A lovely summer sunset painted the sky over Rome, laying an orange glow on the kitchen courtyard with its wheel ruts and straw-scattered stones, but all I could see was a blur. At dawn this courtyard was all abustle: carts arriving every other instant with my daily deliveries of salt pork or baskets of fruit or dew-wet herbs; harassed-looking apprentices carrying crates of hissing geese that poked their long necks through their cage slats; the occasional death squeal as a pig’s throat was briskly slashed and the carcass hauled into the kitchen for the spit. I could wring a chicken’s neck or slaughter a lamb without one drop of Madonna Giulia’s sentimentality, but now I found myself averting my eyes from the stream of dried blood between the stones where a ewe’s throat had been cut this morning for mutton chops.
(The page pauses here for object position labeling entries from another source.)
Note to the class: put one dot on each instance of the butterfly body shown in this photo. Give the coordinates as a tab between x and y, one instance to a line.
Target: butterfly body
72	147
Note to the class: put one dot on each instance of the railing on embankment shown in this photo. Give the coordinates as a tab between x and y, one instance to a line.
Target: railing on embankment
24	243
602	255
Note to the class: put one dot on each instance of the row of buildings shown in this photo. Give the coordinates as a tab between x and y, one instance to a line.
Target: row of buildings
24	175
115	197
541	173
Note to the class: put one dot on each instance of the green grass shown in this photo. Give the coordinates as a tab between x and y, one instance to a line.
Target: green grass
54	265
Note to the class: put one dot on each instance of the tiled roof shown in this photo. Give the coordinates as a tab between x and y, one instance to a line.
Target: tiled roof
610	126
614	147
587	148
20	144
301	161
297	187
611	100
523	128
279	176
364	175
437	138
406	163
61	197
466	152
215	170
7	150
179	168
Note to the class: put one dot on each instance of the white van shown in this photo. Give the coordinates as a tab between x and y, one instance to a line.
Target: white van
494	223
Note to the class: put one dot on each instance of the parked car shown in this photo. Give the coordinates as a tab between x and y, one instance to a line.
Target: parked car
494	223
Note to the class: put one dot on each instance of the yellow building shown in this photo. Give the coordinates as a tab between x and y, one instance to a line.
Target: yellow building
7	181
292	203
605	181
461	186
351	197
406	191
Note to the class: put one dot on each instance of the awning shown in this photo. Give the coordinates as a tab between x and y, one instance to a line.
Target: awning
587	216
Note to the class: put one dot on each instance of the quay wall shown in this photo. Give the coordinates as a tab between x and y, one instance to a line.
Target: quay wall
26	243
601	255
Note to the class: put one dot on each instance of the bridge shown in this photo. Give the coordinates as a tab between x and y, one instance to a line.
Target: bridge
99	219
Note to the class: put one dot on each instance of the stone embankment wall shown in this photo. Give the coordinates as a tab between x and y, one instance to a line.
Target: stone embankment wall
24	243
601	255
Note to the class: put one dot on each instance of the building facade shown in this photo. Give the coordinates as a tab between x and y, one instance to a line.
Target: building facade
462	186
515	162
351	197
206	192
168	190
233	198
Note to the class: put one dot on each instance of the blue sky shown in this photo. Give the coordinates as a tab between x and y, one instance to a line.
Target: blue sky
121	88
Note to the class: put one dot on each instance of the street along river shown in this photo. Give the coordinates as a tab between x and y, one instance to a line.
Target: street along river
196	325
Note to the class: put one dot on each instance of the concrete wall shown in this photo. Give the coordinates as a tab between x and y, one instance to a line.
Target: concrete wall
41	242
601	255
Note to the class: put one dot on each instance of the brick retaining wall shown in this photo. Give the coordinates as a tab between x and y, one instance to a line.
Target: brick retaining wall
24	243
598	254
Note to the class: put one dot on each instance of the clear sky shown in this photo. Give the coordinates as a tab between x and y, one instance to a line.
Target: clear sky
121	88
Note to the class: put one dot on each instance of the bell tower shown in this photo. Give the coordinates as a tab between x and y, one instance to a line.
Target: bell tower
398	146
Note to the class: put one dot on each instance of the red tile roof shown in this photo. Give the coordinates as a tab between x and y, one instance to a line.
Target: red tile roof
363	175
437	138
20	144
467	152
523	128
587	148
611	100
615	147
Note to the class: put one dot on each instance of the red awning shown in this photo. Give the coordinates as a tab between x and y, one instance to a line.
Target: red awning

I sank down on the upturned barrel beside the cistern and unwrapped the bandage, running my bleeding hand under the flow of water. Such good water they had here at the Palazzo Santa Maria, deep wells with water clean as any spring that ever welled up in Eden itself. Another reason I had so loved working here, because I didn’t have to worry about whether my water was good enough for mixing with the wine. Convents never had such good wells. I’d miss the water. Wine too—dear God, but I wanted some wine. Maybe then my hands would stop shaking. Leonello had poured half a jug of wine into me last night, and it was the only way I’d gotten to sleep.

“Carmelina?”

I started violently, erupting from my hunched seat on the barrel and whipping out the knife I’d been carrying under my apron all day. So stupid because how was I supposed to use a knife with this hand? But I still couldn’t put it down.